Lee Pace in Driven (2018)

There was a film released early in 2019 to barely audible fanfare called Framing John DeLorean, a self-reflective documentary about why no-one in Hollywood had been able to make a film about the automotive clusterfuck that was the DeLorean Motor Company story.

It sees Alec Baldwin addressing the camera directly and rehearsing scenes from the life of the lanky, silver-fox General Motors hotshot who struck out on his own to realise his designs for a stainless steel dream machine, only to end up botching the financials and seeking a desperate cash boost from a hefty cocaine deal.

His professional and personal life is bloated with absurd and unbelievable twists, but its the sheer, thigh-slapping complexity that remains the reason why no studio would pony up the cash to bring this juicy yarn to the big screen. Nick Hamm’s perky, glossy Driven takes a shot at the DeLorean saga, but enters surreptitiously via a side entrance.

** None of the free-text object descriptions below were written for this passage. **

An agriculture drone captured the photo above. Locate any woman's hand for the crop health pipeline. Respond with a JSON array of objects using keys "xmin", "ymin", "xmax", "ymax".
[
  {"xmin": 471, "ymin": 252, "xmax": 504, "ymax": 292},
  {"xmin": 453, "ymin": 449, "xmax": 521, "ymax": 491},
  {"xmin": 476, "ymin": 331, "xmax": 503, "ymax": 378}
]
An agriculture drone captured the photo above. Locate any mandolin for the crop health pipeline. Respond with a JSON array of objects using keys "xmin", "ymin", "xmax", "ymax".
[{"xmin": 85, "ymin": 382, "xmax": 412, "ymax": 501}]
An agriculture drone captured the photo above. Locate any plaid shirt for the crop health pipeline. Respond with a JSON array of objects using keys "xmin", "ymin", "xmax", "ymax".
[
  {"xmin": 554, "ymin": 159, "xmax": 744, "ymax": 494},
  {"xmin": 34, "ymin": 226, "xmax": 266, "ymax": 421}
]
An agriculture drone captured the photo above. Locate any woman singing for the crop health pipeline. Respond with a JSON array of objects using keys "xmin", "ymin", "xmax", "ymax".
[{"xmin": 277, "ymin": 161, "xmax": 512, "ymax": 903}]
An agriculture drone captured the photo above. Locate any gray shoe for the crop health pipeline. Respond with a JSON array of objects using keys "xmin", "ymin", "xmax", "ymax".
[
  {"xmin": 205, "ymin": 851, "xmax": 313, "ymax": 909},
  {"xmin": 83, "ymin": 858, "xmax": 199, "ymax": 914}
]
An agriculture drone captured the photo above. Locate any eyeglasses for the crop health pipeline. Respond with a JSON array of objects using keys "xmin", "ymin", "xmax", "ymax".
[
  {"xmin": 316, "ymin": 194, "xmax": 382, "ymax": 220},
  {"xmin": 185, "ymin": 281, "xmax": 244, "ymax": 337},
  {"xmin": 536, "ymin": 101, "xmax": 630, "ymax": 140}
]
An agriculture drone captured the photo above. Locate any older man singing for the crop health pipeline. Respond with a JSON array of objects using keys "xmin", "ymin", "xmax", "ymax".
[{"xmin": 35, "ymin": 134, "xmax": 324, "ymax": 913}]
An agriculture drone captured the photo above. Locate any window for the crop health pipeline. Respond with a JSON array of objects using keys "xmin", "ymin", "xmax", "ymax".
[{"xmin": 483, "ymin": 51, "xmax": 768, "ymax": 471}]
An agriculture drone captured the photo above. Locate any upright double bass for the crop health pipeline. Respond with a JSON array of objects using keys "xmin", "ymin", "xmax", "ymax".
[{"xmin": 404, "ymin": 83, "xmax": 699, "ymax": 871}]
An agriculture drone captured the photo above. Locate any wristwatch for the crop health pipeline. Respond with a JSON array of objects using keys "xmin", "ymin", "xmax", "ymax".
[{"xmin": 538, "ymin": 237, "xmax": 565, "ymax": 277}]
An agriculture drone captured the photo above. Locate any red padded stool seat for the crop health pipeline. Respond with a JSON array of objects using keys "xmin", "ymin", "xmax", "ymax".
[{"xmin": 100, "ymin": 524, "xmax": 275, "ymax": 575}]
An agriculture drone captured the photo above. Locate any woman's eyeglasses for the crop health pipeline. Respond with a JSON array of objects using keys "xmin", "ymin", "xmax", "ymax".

It’s actually the story of cheeky, ask-no-questions air courier Jim Hoffman (Jason Sudeikis) who is busted with a compartment full of Class A drugs on his plane, and quickly accepts a plea deal to become an FBI informant in return for remaining out of jail. When the drug dealer who set him up proves too tough to finagle into a sting, Hoffman shifts focus to his debonair next door neighbour, John DeLorean (Lee Pace).

The film is played as a light comedy-drama rather than prestige biopic, less interested in capturing the mood and character of the era than it is milking the crazy situation. The details of Hoffman’s ruse are relayed in flashback via his court deposition where he is sat in front of the indicted, broken DeLorean.

Sudeikis plays Hoffman as a wide-eyed huckster who can’t quite judge his own moral desolation, while Pace (possibly in a different film?) plays it his DeLorean with a very straight bat – an entitled, lantern-jawed sophisticate unwilling to be trampled by Big Corporate America and prove that there’s still a place for the maverick with a plan, even if that plan is dangerously flawed.

The film rolls on at a decent clip, and makes the most of the snappy one-on-one conversation sequences. Yet Hamm and writer Colin Bateman are far too soft on everyone involved, presenting the two “heroes” as misguided innocents ensnared in a web of street crime and FBI corruption. It’s glib tone makes it very forgettable, perhaps to the point that someone else might tackle this rich material and give this controversial figure the objective examination he so obviously deserves.